Nicholas is fifteen when he forgets how to breathe. He had plenty of reason to feel unstable already: He’s been living with his dad in the bleak Chicago suburbs since his Russian-born mom kicked him out. Then one day in geometry class, Nicholas suddenly realizes that his hands are objects. The doctor says it’s just panic, but Nicholas suspects that his real problem might not be a psychiatric one: maybe the Greek god Pan is trapped inside his body.

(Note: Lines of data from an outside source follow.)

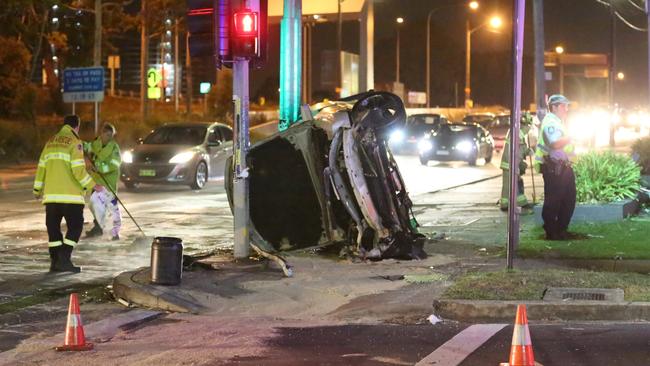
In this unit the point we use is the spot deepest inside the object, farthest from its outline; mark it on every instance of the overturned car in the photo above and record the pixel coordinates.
(332, 179)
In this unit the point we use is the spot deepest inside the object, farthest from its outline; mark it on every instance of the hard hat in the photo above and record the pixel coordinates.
(557, 99)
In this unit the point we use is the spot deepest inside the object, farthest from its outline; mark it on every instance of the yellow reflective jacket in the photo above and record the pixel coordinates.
(107, 160)
(61, 176)
(543, 150)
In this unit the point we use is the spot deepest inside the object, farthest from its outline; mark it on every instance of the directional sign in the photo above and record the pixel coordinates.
(83, 84)
(153, 81)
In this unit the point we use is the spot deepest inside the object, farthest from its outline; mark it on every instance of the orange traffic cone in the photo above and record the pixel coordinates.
(75, 339)
(521, 351)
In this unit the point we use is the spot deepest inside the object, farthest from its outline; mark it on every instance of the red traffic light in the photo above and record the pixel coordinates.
(246, 23)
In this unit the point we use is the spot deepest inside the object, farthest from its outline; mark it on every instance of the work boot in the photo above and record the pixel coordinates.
(95, 231)
(53, 258)
(64, 264)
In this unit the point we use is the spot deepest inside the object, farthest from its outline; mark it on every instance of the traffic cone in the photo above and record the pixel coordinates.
(75, 339)
(521, 351)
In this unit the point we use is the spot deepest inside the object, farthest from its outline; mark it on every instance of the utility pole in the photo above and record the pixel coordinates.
(240, 183)
(519, 13)
(612, 72)
(177, 85)
(144, 55)
(540, 73)
(97, 46)
(647, 11)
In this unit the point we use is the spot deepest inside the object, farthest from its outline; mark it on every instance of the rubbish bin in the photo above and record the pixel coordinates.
(166, 260)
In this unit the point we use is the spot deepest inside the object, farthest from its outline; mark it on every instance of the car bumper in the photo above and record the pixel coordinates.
(157, 173)
(453, 155)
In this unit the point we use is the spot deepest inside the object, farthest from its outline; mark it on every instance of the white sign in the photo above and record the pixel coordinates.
(417, 98)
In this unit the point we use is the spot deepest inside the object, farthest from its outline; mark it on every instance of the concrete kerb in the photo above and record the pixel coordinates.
(495, 311)
(131, 287)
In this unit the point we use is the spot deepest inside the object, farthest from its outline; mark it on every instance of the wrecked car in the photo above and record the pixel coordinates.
(332, 179)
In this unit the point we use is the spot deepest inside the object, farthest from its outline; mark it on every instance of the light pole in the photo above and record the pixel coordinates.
(473, 5)
(399, 21)
(560, 50)
(494, 23)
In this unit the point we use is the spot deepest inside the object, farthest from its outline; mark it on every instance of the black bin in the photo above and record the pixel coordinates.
(166, 260)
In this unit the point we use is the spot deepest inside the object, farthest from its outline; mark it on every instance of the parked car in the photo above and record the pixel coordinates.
(497, 124)
(179, 153)
(405, 139)
(457, 142)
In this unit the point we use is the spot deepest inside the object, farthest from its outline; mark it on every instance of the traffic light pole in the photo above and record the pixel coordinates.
(514, 211)
(240, 150)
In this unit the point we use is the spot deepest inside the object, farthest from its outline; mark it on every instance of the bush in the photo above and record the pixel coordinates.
(641, 152)
(603, 177)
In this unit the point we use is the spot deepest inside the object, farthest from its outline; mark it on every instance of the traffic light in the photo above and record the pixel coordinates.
(245, 33)
(200, 24)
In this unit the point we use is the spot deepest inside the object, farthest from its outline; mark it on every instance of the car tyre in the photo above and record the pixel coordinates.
(200, 176)
(131, 185)
(472, 160)
(488, 158)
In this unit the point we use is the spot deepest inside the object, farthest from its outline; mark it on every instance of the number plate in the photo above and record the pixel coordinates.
(147, 173)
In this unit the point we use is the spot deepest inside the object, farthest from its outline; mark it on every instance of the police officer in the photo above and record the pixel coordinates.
(524, 150)
(553, 158)
(62, 182)
(104, 154)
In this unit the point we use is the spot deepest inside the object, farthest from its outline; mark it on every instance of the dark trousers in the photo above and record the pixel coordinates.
(74, 219)
(559, 198)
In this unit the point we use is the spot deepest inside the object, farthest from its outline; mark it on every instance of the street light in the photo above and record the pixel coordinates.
(560, 50)
(495, 22)
(399, 21)
(473, 5)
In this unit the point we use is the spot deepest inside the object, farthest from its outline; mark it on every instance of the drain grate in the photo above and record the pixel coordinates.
(583, 296)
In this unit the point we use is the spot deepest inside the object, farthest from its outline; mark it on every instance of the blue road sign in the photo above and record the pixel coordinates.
(83, 84)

As his paradigm for his own consciousness crumbles, Nicholas; his best friend, Ty; and his maybe-girlfriend, Sarah, hunt for answers why—in Oscar Wilde and in Charles Baudelaire, in rock and roll and in Bach, and in the mysterious, drugged-out Barn, where their classmate Tod’s charismatic older brother Ian leads the high schoolers in rituals that might end up breaking more than just the law.
A steady oscillation between deliciously observed, ferociously strange fragments of consciousness and the social kabuki of the tragicomic teenage bildungsroman ... Invigorating and often hilarious ... When we’re really in Nicholas’s mind, we never want to leave ... Thrilling ... Don’t expect much in the way of big narrative twists ... The juice here is watching Clune’s little cyclones of thought ... [Clune] is writing in the tradition of Proust, Sebald, Jenny Offill, Teju Cole and Nicholson Baker, writers whose eccentricities manifest in singular voices that are propulsive enough without pyrotechnic narratives. Like a great painter, Clune can show us the mind, the world, with just a few well-placed verbs.

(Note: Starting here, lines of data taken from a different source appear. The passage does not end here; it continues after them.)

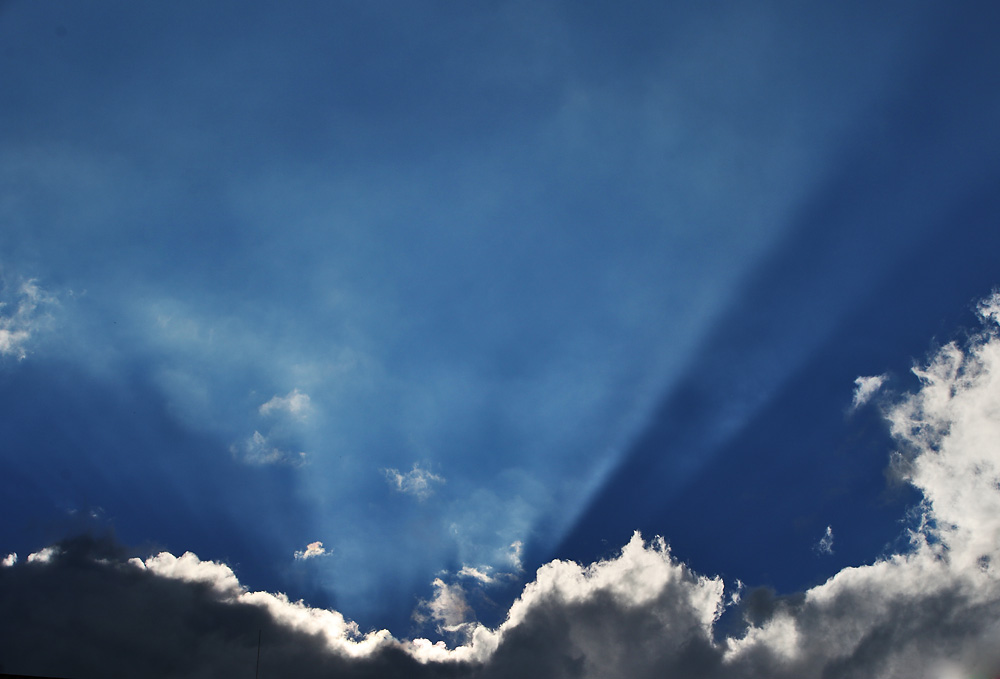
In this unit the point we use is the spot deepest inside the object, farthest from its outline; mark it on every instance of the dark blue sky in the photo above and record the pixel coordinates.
(448, 285)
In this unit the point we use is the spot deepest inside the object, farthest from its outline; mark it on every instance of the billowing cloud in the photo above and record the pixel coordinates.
(825, 544)
(932, 610)
(417, 482)
(295, 403)
(258, 449)
(312, 550)
(21, 315)
(865, 388)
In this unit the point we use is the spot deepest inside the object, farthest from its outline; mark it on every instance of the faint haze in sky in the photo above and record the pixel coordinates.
(413, 311)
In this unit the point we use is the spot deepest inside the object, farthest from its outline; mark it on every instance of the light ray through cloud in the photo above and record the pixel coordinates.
(410, 308)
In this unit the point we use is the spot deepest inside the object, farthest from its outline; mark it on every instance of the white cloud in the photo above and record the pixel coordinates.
(514, 555)
(933, 610)
(43, 555)
(825, 544)
(21, 316)
(448, 607)
(295, 404)
(865, 388)
(482, 574)
(257, 449)
(416, 482)
(312, 550)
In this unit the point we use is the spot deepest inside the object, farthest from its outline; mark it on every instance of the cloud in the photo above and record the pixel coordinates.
(448, 607)
(417, 482)
(931, 610)
(865, 388)
(43, 555)
(295, 404)
(312, 550)
(482, 574)
(21, 316)
(825, 544)
(257, 449)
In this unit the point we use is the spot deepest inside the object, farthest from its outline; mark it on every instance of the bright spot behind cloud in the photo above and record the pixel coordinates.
(295, 404)
(259, 450)
(865, 388)
(312, 550)
(417, 482)
(21, 315)
(644, 614)
(825, 544)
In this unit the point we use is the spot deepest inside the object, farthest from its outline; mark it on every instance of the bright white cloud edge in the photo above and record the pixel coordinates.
(932, 611)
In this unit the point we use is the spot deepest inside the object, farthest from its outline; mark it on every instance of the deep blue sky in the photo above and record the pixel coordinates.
(593, 267)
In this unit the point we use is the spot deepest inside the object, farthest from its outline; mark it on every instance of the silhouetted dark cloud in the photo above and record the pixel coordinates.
(83, 609)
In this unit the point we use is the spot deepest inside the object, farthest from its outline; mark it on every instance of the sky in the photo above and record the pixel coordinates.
(499, 339)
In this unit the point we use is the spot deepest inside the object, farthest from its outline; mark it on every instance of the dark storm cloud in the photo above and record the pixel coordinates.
(81, 609)
(89, 613)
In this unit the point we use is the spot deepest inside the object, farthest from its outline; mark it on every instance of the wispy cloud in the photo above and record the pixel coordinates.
(22, 314)
(43, 555)
(931, 610)
(312, 550)
(257, 449)
(825, 544)
(295, 403)
(417, 482)
(865, 388)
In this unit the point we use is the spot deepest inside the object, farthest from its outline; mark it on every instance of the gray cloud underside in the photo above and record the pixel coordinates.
(930, 612)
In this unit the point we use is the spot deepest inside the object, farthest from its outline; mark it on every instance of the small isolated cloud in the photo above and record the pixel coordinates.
(312, 550)
(825, 544)
(931, 610)
(259, 450)
(865, 388)
(295, 403)
(417, 482)
(43, 555)
(21, 316)
(482, 574)
(448, 607)
(514, 555)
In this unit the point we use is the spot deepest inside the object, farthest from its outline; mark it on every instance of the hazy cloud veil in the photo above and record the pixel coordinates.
(931, 611)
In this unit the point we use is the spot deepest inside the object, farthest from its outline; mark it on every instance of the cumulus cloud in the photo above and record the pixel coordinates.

Clune doesn’t choose between what we might describe as the poetic and the novelistic, the mystic and the naturalistic ... When it comes to time and consciousness, Clune’s perennial topics, visionary perception is perhaps just a deeper form of realism.
[A] strange, idiosyncratic beauty ... A testament to the novel’s powers of enchantment; it seduces you into thinking like a child again ... Clune has achieved a remarkable sleight of genre, threading realism’s dull needle with a semi-magical thread.